Indeed … but then that’s a bug and that should be fixed …

If you’re referring to the “old” --no-compress option, that option was ~misleading w.r.t. to the gzipped/not-gzipped. What this option actually did was to create an entire “raw” backup directory (so basically a backup not even .tar-ed). This behavior should still be reproducable with the --method copy option … but honestly i just don’t know how useful this is (and it’s not really well tested)

Alternatively, regarding compressing backups, you may still run manually the gzip command after creating the backup:

yunohost backup create my_backup_name [other option]
gzip /home/yunohost.backup/archives/my_backup_name.tar

and that’s it … of course, could have better integration to have this choice in the webadmin … But honestly if you really have issues with backup sizes, you should really consider using borg (and yeah at somepoint soon™ we’ll have borg in the core as we’re saying since like 3 years lol … :/)

That’s so great.
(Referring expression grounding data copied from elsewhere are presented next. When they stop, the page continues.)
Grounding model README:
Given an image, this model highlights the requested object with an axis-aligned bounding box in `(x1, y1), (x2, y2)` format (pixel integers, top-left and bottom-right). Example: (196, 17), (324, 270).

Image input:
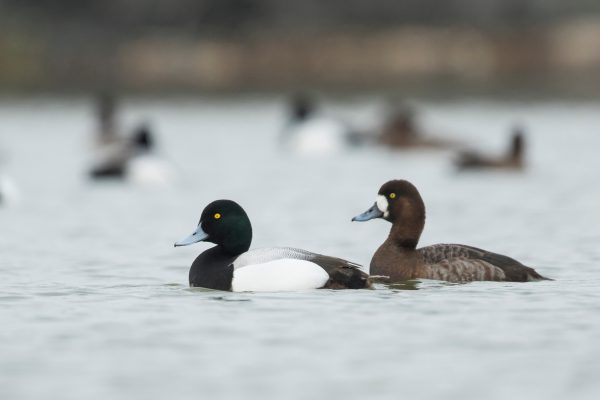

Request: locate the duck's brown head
(352, 179), (426, 248)
(510, 127), (525, 161)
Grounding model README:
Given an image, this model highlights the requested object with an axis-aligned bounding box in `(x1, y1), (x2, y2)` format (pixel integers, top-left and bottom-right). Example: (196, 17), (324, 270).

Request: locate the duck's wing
(233, 248), (371, 289)
(419, 244), (548, 282)
(454, 150), (492, 169)
(421, 258), (506, 282)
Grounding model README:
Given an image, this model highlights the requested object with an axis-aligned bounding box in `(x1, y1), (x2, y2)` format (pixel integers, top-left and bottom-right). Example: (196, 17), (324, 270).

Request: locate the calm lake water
(1, 97), (599, 400)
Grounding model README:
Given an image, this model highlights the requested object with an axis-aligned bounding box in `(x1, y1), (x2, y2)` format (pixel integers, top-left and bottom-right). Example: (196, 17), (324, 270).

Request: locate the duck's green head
(175, 200), (253, 255)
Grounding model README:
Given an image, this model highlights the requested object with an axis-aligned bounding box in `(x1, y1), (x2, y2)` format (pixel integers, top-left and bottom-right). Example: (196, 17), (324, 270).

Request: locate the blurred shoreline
(2, 18), (600, 98)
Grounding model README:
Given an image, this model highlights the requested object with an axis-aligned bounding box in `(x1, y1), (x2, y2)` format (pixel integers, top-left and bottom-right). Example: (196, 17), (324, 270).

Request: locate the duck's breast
(231, 259), (329, 292)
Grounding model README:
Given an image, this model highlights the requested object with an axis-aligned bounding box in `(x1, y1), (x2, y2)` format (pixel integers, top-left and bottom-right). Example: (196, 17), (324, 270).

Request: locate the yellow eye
(214, 213), (221, 220)
(389, 193), (396, 199)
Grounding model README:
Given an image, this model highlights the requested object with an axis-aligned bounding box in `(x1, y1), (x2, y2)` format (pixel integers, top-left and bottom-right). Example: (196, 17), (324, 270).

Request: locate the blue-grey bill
(174, 225), (209, 247)
(352, 202), (383, 222)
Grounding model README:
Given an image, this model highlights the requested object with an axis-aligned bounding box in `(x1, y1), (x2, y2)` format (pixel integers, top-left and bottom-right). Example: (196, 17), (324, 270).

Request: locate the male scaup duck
(89, 94), (129, 179)
(88, 95), (174, 184)
(175, 200), (370, 291)
(126, 124), (175, 186)
(282, 94), (364, 155)
(379, 104), (459, 150)
(455, 127), (525, 170)
(352, 180), (549, 282)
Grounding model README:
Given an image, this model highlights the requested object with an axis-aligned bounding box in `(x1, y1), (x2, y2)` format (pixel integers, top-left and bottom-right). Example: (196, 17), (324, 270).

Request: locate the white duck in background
(126, 124), (176, 186)
(89, 93), (130, 179)
(0, 147), (20, 206)
(88, 94), (175, 186)
(282, 95), (366, 156)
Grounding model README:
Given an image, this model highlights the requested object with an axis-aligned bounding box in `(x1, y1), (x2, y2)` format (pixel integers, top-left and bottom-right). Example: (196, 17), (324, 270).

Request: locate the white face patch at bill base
(376, 195), (389, 218)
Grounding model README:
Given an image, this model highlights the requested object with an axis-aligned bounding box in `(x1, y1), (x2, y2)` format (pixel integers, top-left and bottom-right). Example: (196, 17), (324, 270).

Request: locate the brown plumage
(455, 128), (525, 170)
(353, 179), (549, 283)
(379, 106), (460, 150)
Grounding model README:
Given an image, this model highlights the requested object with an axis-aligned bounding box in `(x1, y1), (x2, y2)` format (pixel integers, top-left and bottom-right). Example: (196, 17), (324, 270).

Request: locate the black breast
(189, 247), (235, 290)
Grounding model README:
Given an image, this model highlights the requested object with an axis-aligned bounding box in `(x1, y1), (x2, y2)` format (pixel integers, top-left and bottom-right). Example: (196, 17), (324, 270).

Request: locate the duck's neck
(388, 208), (425, 250)
(220, 222), (252, 256)
(388, 224), (421, 250)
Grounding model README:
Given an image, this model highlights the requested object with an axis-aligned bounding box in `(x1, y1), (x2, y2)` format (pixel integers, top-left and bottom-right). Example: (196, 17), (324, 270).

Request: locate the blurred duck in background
(89, 94), (129, 179)
(88, 95), (175, 185)
(126, 123), (175, 186)
(455, 126), (525, 171)
(0, 148), (20, 206)
(378, 103), (459, 150)
(281, 94), (366, 155)
(94, 93), (121, 147)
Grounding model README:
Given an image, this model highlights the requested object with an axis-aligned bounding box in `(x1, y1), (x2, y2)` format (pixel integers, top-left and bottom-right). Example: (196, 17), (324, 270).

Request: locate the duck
(282, 94), (365, 155)
(126, 124), (175, 186)
(352, 179), (549, 283)
(455, 126), (525, 170)
(175, 199), (370, 291)
(379, 104), (459, 150)
(0, 150), (19, 206)
(89, 94), (129, 179)
(88, 95), (174, 184)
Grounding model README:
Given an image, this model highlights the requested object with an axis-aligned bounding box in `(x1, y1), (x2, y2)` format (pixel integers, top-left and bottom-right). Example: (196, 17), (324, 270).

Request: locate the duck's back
(418, 243), (547, 282)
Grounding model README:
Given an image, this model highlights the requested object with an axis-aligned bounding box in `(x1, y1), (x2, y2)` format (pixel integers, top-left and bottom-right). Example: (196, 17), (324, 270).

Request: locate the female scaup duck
(175, 200), (371, 291)
(352, 180), (549, 282)
(455, 127), (525, 170)
(379, 104), (460, 150)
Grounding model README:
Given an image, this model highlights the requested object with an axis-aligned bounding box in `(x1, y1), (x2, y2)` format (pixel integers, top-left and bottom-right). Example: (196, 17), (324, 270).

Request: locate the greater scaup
(89, 98), (174, 185)
(175, 200), (371, 291)
(379, 104), (459, 150)
(282, 94), (365, 155)
(89, 94), (129, 179)
(126, 124), (175, 186)
(352, 179), (549, 282)
(455, 127), (525, 170)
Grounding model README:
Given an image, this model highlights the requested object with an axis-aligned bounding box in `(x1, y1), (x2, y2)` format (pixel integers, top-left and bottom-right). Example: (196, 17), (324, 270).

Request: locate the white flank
(231, 259), (329, 292)
(287, 118), (347, 156)
(376, 195), (389, 218)
(127, 155), (175, 186)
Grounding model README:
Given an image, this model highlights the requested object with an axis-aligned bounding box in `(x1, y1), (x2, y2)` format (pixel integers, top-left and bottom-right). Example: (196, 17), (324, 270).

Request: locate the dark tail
(528, 269), (553, 281)
(325, 267), (371, 289)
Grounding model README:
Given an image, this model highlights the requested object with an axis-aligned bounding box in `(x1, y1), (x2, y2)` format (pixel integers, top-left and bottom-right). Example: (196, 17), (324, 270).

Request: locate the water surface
(1, 97), (599, 400)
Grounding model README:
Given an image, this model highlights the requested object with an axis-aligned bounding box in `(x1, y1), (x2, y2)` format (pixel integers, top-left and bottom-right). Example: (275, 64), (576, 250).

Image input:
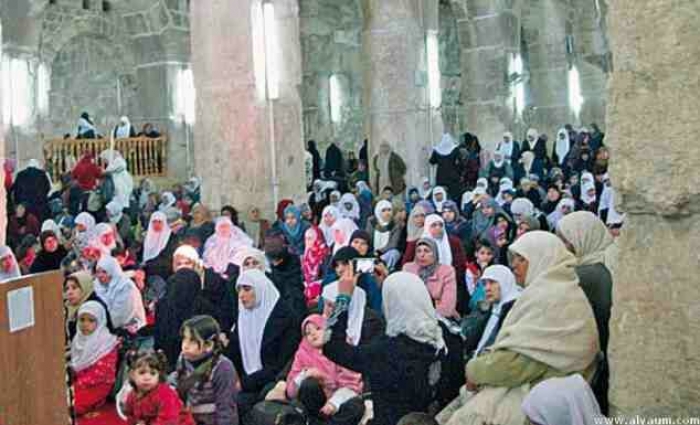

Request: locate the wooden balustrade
(43, 136), (168, 181)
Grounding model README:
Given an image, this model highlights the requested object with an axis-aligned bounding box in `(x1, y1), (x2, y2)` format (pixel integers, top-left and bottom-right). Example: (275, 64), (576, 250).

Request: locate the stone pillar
(190, 0), (306, 217)
(361, 0), (443, 189)
(523, 0), (571, 140)
(454, 1), (520, 151)
(607, 0), (700, 415)
(0, 19), (6, 246)
(570, 0), (610, 129)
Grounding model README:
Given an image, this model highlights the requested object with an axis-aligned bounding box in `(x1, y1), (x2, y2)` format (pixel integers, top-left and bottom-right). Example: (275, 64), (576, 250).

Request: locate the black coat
(308, 147), (322, 180)
(576, 262), (612, 414)
(201, 267), (237, 332)
(324, 143), (344, 177)
(154, 269), (220, 368)
(143, 235), (179, 281)
(429, 149), (462, 201)
(324, 311), (442, 425)
(229, 300), (301, 394)
(30, 247), (68, 273)
(576, 264), (612, 355)
(12, 167), (51, 220)
(269, 254), (308, 324)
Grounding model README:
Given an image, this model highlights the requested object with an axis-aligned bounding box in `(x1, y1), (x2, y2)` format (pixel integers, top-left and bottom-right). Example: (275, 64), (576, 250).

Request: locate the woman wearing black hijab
(221, 205), (246, 232)
(307, 140), (322, 180)
(30, 230), (68, 273)
(153, 268), (218, 368)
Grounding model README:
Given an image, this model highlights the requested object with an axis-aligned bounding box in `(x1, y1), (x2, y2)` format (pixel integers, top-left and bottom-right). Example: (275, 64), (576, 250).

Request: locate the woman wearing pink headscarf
(302, 227), (330, 306)
(203, 216), (253, 277)
(285, 314), (364, 422)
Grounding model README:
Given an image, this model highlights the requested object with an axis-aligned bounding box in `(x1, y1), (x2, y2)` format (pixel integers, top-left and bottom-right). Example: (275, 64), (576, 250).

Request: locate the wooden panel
(0, 271), (68, 425)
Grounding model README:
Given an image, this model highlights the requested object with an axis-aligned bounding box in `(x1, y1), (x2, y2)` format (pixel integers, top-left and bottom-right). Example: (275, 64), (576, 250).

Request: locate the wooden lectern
(0, 271), (68, 425)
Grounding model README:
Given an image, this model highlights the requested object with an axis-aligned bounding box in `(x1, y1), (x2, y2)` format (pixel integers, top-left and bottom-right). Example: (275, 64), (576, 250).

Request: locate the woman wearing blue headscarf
(280, 205), (311, 256)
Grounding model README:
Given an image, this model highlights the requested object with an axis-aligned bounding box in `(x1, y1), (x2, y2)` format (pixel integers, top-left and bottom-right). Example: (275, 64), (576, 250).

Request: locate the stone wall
(1, 0), (192, 179)
(448, 0), (609, 151)
(606, 0), (700, 415)
(299, 0), (364, 155)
Borg is great, but a bit daunting to setup properly with pruning and such.

1 Like

To play devils advocate here, storage is so cheap now that for most users, faster is better than smaller.

I know I can buy a 3 TB drive for about $100 US.

When things move to Borg, we can have deduplication, and pruning which helps a lot.

If a user is seriously worried about disk space, I would suggest Borg backup with Borgmatic (GitHub - witten/borgmatic: Simple, configuration-driven backup software for servers and workstations) to help with automating pruning and stuff. Borgimatic is analogous to docker and docker-compose.

I am not referring to this one (and I never used it).

That’s what I’m going to do for manual backups. And for archivist ones it’s now included, but I’ll still need to manually delete tar backups. And any of my (automated) backup will use around 20 extra GB (for >5GB compressed backup), which means I’d need to always keep ≥25GB of free space just to be able to backup… I am running fine with ~15GB free space on my VPS for almost a year, now I’ll need to migrate to another VPS (thus reinstall everything) or do the backup manually :frowning:

My point was that the old behavior could have been kept (as it was already developed and tested, I suppose it would not have been difficult… but I’m not the dev here) as an option, while use no compression by default.
That global setting is at least something (worse than a choice for each backup, but still useful), but it’s really hidden :confused:

But for a lot of users, increasing their storage space is not simple or not really possible.
And that upgrade add the need for (much) more storage, that was possibly not planned by Yunohost users before buying their servers.